By Ikrame Chibani
By Ikrame Chibani
Rabat – Growing up as a female in Morocco, I, as any other person of my age, developed the habit to take some aspects of Moroccan culture for granted. Even worse, at some age I realized that I started adopting the very same practices of this culture, knowing that consciously I did not want to adhere to them. In a sense, that is how some Moroccans perceive of things; they would condemn a specific saying or an act, yet, in real-world situations they would ironically put forward some arguments they would not support had they been in other situations. This discrepancy, along with others, manifests itself as a strong basis of Moroccan popular culture.
Given the fact that family and women constitute the kernel of Moroccan society at large, women have long been the focus of every single family. Thus far, things seem quite neat; as a case in point, if a girl goes in the streets smoking, she will be looked down upon and chances are she will receive some very abusive comments in the streets simply because she is a female. However, the reaction would be very different for a male. No one would seem to care: those are the norms and they have not been breached, as long as it is a male. My point here is not that females should be allowed to smoke in the streets. Rather, if both genders do the same thing, why would they be looked upon differently?

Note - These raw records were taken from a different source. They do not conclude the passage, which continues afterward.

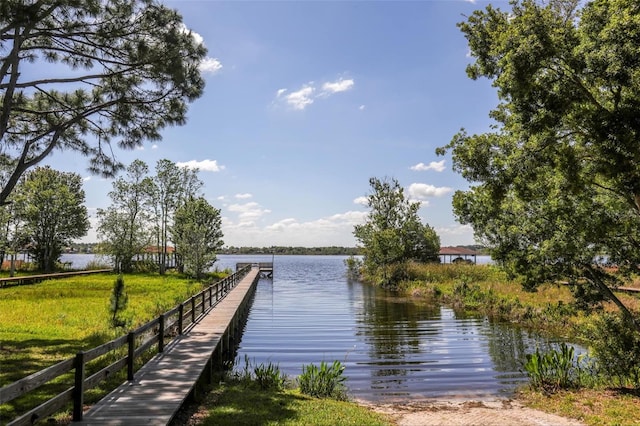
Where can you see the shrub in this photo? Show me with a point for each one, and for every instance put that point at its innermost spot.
(324, 382)
(553, 370)
(354, 265)
(269, 376)
(96, 264)
(119, 301)
(266, 376)
(616, 345)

The neighbours, or more generally, society, are a crucial component of Moroccan identity. As a matter of fact, the individual’s behaviours and attitudes are contingent upon what his or her surroundings think of him or her. We Moroccans are known to be very talkative. When two people (very likely to be women) suddenly meet in the neighbourhood, they greet each other and stay for a chat that may last for hours, saying nothing of importance but gossiping. Some people, unfortunately, attempt to live on the aspirations of others. However, it is impossible to have each member of society content with everyone’s beliefs, actions, or thoughts.

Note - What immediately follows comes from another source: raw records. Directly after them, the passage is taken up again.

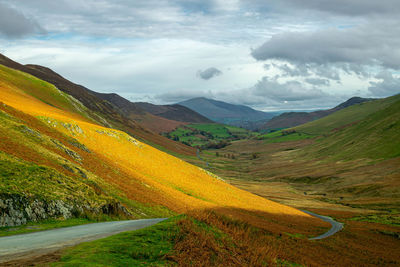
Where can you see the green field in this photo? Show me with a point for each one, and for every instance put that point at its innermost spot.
(284, 136)
(208, 135)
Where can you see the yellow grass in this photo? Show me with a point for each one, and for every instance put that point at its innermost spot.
(186, 187)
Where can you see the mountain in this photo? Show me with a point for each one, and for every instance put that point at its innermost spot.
(236, 115)
(291, 119)
(174, 112)
(56, 161)
(105, 113)
(351, 132)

Another aspect that reflects patriarchal superiority is when a couple is about to marry. In such circumstances, the girl considers the opinion of her mother or relatives on the groom. Most of them, if not all, would agree upon the Moroccan aphorism that alleges that there is nothing to be disgraced about a man but his financial situation. Nevertheless, had it been the other way around, chances are that the groom’s family would question the bride’s past, background, family, and so forth. Being that, women symbolize honour, dignity, and, interestingly enough, they are the ones who incarnate the family reputation.
One of the very notorious concepts in the Moroccan society is “Hshouma”, or a parent’s ability to stop their child from doing something that should be avoided. Take, for instance, a mother joined by her child to a wedding party. It is obvious that children are very impulsive and full of energy, especially when they meet children of their age. At this moment, the mother would be yell at her child, asking him or her to behave better, lest the invitees think of the child as an unruly child. This suppresses the child’s inner psychological needs to discover, interact, and play.
Some of the social conventions of Moroccan popular culture are to be thoroughly revisited. What should be emphasized here is that we as the future generation should fervently attempt to amend or in some cases cease some of these practices that should have nothing to do with our culture, nor religious affiliation. As Antonio Gramsci rightly holds in A Glossary of Cultural Theory: “Common sense penetrates deeply within the mental life of a society but it is not unchanging. It is the task of the intellectuals to criticise the chaotic aggregate of disparate conceptions comprising common sense and so instil new popular beliefs… a new common sense and with it a new culture and a new philosophy.”